The attorney general's office has identified the behavior patterns frequently exhibited by abusive dating partners.
The patterns include:
Extreme jealousy and constantly checking up on a boyfriend or girlfriend.
An excessively controlling attitude and unrealistic expectations.
Demanding traditional gender roles in connection with the relationship.
Blaming third parties for problems or feelings.
Cruelty to animals or children.
Verbal abuse, demeaning comments and threats of violence.
Breaking or striking objects.
Exercising physical force during an argument.
And a history of battering.
When abuse initially surfaces in a relationship, the behavior or behaviors may appear relatively harmless.
But the abuse tends to become increasingly worse as time passes and staying in a relationship will not remedy the mounting problems, stresses the attorney gen-eral's office.
What starts out as a seemingly playful, but rather rough push or shove all too often turns into bruised arms, black eyes and physical injury.
No one deserves to be abused and no one can realistically hope tochange an abuser.
Teens should never assume responsibility for a dating partner's inappropriate behavior and victims of verbal or physical violence should terminate the relationships, reiterates the attorney general's office.
In addition to alerting teens to the potential dating dangers, the attorney general's office has developed a list of abuse warning signals for Carbon County parents.
Parents should be concerned when teenagers:
Incur repeated, unexplained injuries.
Display fear or uneasiness in connection with a boyfriend or girlfriend.
Apologize or make excuses for a dating partner's behavior.
Undergo major changes in appearance, behavior or attitude.
Abandon previously valued activities or personal interests.
Examples include school, friendships, spending time with family members, hobbies and activities independent of a dating partner.
Adults should take calm, positive actions to prevent an abusive situation from exploding into a violent emergency, emphasizes the attorney general's office.
Parents should ask questions, listen to the answers, set limits, keep the channels of communication open and avoid engaging in power struggles with teens.
Understanding the dynamics of an abusive relationship, resolving the conflicts and diffusing potentially volatile situations pose complex challenges, points out the attorney general's office.
Several factors contributing to inappropriate physical or verbal dating behaviors include an intense desire for power and control, jealousy, peer pressure and gender roles, suffering from abuse during childhood, insecurity and uncontrollable anger.
Reasons prompting victims to remain in abusive dating relationships include hope, fear and love; the feeling of being trapped with no apparent way out; a lack of resources to escape; and the bond that develops between the partners.
Although teen dating partners are not typically co-habitants, the abusive relationships are similar to domestic violence situations.

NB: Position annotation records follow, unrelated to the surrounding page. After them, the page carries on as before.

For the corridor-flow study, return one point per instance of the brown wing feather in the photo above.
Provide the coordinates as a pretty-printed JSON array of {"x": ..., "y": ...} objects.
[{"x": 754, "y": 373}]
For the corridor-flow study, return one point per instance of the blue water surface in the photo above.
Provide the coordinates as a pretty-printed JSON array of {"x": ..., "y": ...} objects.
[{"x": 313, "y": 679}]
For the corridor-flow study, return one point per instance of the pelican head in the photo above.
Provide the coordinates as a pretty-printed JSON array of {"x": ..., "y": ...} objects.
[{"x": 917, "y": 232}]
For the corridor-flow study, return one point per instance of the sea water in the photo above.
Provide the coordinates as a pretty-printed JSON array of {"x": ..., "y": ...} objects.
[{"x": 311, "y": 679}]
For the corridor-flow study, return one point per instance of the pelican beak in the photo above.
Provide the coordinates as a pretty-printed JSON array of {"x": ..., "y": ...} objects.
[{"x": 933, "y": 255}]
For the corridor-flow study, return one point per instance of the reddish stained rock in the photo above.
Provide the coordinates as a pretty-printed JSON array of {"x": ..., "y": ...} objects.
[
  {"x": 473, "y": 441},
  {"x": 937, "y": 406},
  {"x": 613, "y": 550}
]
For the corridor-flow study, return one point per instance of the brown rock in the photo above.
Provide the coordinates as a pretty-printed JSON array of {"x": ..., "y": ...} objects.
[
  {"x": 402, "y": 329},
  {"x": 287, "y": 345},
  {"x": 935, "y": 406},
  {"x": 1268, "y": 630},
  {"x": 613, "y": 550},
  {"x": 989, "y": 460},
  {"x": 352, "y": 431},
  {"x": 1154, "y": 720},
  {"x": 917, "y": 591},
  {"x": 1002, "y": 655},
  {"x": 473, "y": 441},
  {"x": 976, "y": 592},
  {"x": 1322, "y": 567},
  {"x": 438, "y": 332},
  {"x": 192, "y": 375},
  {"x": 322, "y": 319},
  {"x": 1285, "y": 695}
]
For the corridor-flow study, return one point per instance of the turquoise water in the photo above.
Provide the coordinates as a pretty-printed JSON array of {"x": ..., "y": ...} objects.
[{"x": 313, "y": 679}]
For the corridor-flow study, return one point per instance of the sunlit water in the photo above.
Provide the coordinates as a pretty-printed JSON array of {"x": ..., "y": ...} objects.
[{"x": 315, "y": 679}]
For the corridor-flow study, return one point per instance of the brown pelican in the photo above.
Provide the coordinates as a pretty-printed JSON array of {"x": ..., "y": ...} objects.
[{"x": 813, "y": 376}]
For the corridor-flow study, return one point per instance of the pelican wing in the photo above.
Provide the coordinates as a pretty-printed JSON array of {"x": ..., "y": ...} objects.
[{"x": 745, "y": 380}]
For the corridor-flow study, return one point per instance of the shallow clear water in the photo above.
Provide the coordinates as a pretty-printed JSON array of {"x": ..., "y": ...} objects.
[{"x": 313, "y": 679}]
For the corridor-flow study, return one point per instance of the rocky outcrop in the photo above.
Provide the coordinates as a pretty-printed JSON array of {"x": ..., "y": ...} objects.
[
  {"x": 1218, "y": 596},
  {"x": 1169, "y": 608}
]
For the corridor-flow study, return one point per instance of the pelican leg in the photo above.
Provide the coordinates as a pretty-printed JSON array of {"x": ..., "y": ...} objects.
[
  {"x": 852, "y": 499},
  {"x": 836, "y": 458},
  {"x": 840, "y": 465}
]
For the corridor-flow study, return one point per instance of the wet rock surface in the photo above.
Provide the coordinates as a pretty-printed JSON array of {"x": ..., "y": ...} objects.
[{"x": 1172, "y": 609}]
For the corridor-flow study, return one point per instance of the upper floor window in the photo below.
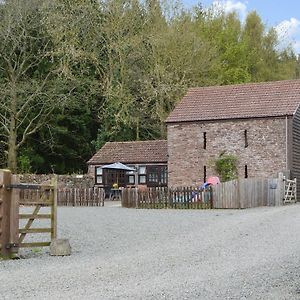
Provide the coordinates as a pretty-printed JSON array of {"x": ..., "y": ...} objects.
[
  {"x": 99, "y": 175},
  {"x": 142, "y": 174},
  {"x": 246, "y": 138}
]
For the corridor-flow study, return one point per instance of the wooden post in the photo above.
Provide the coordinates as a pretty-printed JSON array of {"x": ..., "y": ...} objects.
[
  {"x": 280, "y": 190},
  {"x": 9, "y": 224},
  {"x": 54, "y": 209},
  {"x": 295, "y": 189},
  {"x": 14, "y": 217},
  {"x": 5, "y": 196}
]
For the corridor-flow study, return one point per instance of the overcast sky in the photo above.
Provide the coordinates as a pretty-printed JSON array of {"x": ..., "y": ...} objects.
[{"x": 283, "y": 15}]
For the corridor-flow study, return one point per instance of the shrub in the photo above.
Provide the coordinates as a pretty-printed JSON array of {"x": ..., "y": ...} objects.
[{"x": 226, "y": 167}]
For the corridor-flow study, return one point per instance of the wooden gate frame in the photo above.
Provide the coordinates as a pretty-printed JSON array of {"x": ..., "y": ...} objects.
[{"x": 11, "y": 236}]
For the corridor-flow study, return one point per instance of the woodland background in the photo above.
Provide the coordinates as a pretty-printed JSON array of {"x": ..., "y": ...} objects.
[{"x": 75, "y": 74}]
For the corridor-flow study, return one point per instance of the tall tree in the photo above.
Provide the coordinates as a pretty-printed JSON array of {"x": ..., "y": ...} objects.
[{"x": 27, "y": 97}]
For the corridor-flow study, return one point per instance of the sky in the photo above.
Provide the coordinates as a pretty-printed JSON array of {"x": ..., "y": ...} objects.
[{"x": 283, "y": 15}]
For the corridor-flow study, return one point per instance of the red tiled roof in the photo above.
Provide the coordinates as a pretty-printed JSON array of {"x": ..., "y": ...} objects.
[
  {"x": 131, "y": 152},
  {"x": 253, "y": 100}
]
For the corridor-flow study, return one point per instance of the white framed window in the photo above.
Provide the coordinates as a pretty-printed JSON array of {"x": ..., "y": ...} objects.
[
  {"x": 142, "y": 179},
  {"x": 99, "y": 175},
  {"x": 142, "y": 170}
]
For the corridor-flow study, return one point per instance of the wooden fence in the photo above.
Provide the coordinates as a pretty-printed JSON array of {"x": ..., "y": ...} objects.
[
  {"x": 70, "y": 196},
  {"x": 179, "y": 198},
  {"x": 13, "y": 233},
  {"x": 242, "y": 193},
  {"x": 247, "y": 193},
  {"x": 81, "y": 197}
]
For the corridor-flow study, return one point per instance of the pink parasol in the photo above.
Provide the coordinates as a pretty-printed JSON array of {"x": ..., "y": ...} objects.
[{"x": 213, "y": 180}]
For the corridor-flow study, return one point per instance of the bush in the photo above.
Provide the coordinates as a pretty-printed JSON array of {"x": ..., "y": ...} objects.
[{"x": 226, "y": 167}]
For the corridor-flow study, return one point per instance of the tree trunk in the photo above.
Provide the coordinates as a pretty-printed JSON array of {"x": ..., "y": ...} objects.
[
  {"x": 12, "y": 138},
  {"x": 12, "y": 153}
]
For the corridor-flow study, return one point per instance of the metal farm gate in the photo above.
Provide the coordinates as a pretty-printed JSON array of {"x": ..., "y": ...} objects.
[{"x": 15, "y": 224}]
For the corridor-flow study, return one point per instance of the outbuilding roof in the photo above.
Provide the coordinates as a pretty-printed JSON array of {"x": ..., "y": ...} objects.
[
  {"x": 132, "y": 152},
  {"x": 252, "y": 100}
]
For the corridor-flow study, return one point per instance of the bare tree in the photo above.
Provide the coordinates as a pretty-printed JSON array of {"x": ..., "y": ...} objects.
[{"x": 26, "y": 91}]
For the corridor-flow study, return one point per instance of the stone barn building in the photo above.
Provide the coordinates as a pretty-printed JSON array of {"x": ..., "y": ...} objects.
[
  {"x": 259, "y": 123},
  {"x": 149, "y": 158}
]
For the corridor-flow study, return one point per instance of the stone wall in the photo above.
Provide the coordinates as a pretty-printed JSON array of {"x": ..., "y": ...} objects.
[
  {"x": 63, "y": 180},
  {"x": 264, "y": 156}
]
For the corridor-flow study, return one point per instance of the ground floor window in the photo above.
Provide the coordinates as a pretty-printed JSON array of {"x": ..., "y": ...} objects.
[
  {"x": 157, "y": 175},
  {"x": 150, "y": 175}
]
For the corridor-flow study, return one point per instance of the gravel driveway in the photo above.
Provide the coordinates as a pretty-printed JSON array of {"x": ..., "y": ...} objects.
[{"x": 123, "y": 253}]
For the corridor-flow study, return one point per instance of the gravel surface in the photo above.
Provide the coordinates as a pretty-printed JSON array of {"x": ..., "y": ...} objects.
[{"x": 123, "y": 253}]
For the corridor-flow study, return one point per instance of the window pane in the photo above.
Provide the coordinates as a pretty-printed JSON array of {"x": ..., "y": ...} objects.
[
  {"x": 131, "y": 179},
  {"x": 99, "y": 171},
  {"x": 142, "y": 179},
  {"x": 153, "y": 177},
  {"x": 99, "y": 179},
  {"x": 142, "y": 170}
]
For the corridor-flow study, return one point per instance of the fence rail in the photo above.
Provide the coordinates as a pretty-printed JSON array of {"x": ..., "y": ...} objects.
[
  {"x": 81, "y": 197},
  {"x": 68, "y": 196},
  {"x": 179, "y": 198}
]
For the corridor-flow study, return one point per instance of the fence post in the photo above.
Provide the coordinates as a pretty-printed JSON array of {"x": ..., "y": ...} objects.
[
  {"x": 5, "y": 201},
  {"x": 54, "y": 208},
  {"x": 14, "y": 217},
  {"x": 280, "y": 190}
]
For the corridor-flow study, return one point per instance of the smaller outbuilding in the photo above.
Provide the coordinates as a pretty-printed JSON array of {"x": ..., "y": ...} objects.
[{"x": 148, "y": 158}]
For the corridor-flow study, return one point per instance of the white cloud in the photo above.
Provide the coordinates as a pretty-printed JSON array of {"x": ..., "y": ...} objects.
[
  {"x": 288, "y": 28},
  {"x": 296, "y": 45},
  {"x": 230, "y": 6},
  {"x": 289, "y": 33}
]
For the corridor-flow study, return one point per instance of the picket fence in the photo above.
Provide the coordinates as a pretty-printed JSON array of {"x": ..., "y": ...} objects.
[
  {"x": 163, "y": 197},
  {"x": 70, "y": 196}
]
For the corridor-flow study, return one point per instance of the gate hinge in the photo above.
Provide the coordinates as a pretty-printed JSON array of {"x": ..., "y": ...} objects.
[{"x": 11, "y": 245}]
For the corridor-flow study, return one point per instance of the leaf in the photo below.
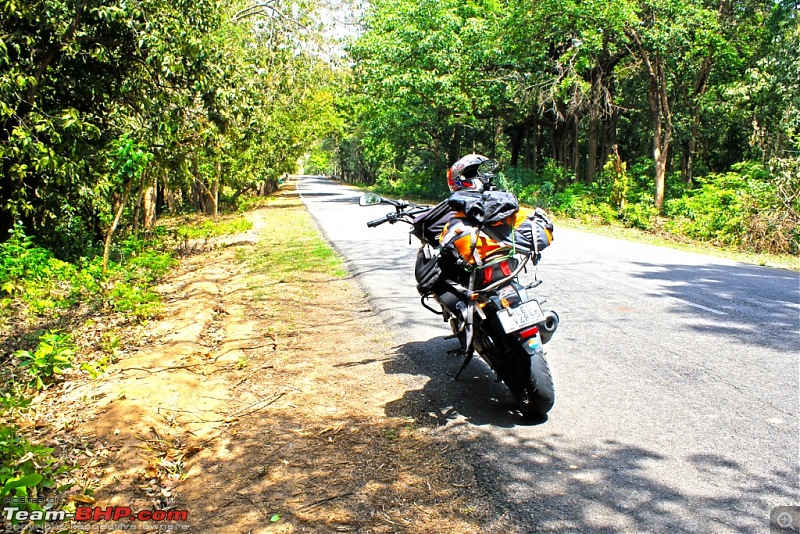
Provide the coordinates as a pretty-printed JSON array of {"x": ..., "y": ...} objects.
[
  {"x": 29, "y": 481},
  {"x": 83, "y": 499}
]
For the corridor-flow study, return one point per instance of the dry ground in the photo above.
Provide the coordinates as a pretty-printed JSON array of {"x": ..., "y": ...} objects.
[{"x": 256, "y": 404}]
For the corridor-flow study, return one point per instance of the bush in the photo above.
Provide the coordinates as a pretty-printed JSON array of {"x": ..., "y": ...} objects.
[
  {"x": 53, "y": 355},
  {"x": 25, "y": 468},
  {"x": 639, "y": 215}
]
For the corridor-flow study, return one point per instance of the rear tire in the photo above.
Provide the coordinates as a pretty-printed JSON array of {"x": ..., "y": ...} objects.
[{"x": 538, "y": 396}]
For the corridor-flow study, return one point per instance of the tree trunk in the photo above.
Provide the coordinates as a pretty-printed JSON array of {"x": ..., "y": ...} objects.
[
  {"x": 119, "y": 206},
  {"x": 515, "y": 134},
  {"x": 661, "y": 113},
  {"x": 149, "y": 207},
  {"x": 591, "y": 157}
]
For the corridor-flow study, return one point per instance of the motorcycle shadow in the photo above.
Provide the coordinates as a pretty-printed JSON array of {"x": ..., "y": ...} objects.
[{"x": 475, "y": 398}]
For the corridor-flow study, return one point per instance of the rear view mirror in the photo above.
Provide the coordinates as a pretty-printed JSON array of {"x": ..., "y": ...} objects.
[{"x": 369, "y": 199}]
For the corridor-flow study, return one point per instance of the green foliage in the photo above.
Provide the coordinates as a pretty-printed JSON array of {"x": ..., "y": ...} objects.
[
  {"x": 641, "y": 215},
  {"x": 208, "y": 229},
  {"x": 52, "y": 356},
  {"x": 25, "y": 469}
]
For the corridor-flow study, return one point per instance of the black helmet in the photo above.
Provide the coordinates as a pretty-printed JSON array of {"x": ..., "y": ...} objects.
[{"x": 463, "y": 173}]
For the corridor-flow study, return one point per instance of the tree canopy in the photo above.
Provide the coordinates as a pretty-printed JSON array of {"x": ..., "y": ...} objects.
[{"x": 673, "y": 95}]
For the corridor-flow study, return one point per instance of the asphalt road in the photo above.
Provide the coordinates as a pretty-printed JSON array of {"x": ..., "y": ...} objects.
[{"x": 677, "y": 381}]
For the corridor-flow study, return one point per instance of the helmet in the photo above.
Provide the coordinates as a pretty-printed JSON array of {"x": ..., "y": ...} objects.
[{"x": 464, "y": 171}]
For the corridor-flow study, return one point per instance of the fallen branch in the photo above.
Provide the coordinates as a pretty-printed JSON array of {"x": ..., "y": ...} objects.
[{"x": 323, "y": 501}]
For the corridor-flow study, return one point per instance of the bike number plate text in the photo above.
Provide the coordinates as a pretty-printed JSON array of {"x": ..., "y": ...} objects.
[{"x": 514, "y": 319}]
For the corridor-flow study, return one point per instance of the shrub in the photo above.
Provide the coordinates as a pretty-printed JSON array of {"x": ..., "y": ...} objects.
[
  {"x": 639, "y": 215},
  {"x": 53, "y": 354},
  {"x": 25, "y": 468}
]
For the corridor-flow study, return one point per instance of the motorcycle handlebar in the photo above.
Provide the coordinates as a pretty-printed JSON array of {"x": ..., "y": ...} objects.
[{"x": 376, "y": 222}]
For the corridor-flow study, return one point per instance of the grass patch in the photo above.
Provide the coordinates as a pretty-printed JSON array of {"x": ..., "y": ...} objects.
[{"x": 294, "y": 246}]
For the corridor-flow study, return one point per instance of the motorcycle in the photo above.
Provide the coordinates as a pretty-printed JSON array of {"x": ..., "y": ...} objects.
[{"x": 472, "y": 273}]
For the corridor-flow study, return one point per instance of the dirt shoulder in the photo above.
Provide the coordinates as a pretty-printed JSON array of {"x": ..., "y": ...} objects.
[{"x": 256, "y": 404}]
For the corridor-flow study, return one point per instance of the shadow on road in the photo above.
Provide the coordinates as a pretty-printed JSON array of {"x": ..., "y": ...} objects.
[
  {"x": 609, "y": 487},
  {"x": 767, "y": 299},
  {"x": 475, "y": 397}
]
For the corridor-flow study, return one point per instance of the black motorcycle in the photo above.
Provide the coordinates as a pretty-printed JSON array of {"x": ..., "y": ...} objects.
[{"x": 473, "y": 251}]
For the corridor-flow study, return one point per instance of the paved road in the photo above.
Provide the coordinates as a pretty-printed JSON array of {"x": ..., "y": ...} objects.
[{"x": 677, "y": 381}]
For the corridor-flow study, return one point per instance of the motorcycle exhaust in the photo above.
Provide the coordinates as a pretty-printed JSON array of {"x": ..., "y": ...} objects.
[{"x": 548, "y": 327}]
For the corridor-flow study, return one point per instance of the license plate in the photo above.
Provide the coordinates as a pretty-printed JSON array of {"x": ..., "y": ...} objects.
[{"x": 527, "y": 314}]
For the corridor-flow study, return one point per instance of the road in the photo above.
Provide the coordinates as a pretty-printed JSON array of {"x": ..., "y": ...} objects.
[{"x": 677, "y": 381}]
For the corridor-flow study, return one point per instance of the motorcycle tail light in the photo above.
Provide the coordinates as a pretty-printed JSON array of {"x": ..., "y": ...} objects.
[{"x": 529, "y": 332}]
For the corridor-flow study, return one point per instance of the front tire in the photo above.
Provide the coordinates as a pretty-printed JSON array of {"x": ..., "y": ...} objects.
[
  {"x": 527, "y": 376},
  {"x": 536, "y": 396}
]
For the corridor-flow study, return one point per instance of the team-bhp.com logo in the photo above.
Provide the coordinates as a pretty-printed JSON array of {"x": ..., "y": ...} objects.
[{"x": 15, "y": 514}]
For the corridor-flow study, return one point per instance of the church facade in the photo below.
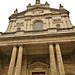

Several state and national agencies provide domestic violence assistance, explains the attorney general's office.
Carbon residents may contact the following toll-free telephone numbers for related information:
Utah domestic violence info line, 1-800-897-5465, daily from 8:30 a.m. to 9 p.m.
National domestic violence hotline, 1-800-799-7233, around the clock seven days per week.
State rape recovery center, 1-888-421-1100, 24 hours a day, every day of the year.
In the event abusive dating behaviors escalate into terrorist threats and/or criminal assaults, the attorney general's office encourages Carbon County residents to call 911 and report the incidents to law enforcement authorities.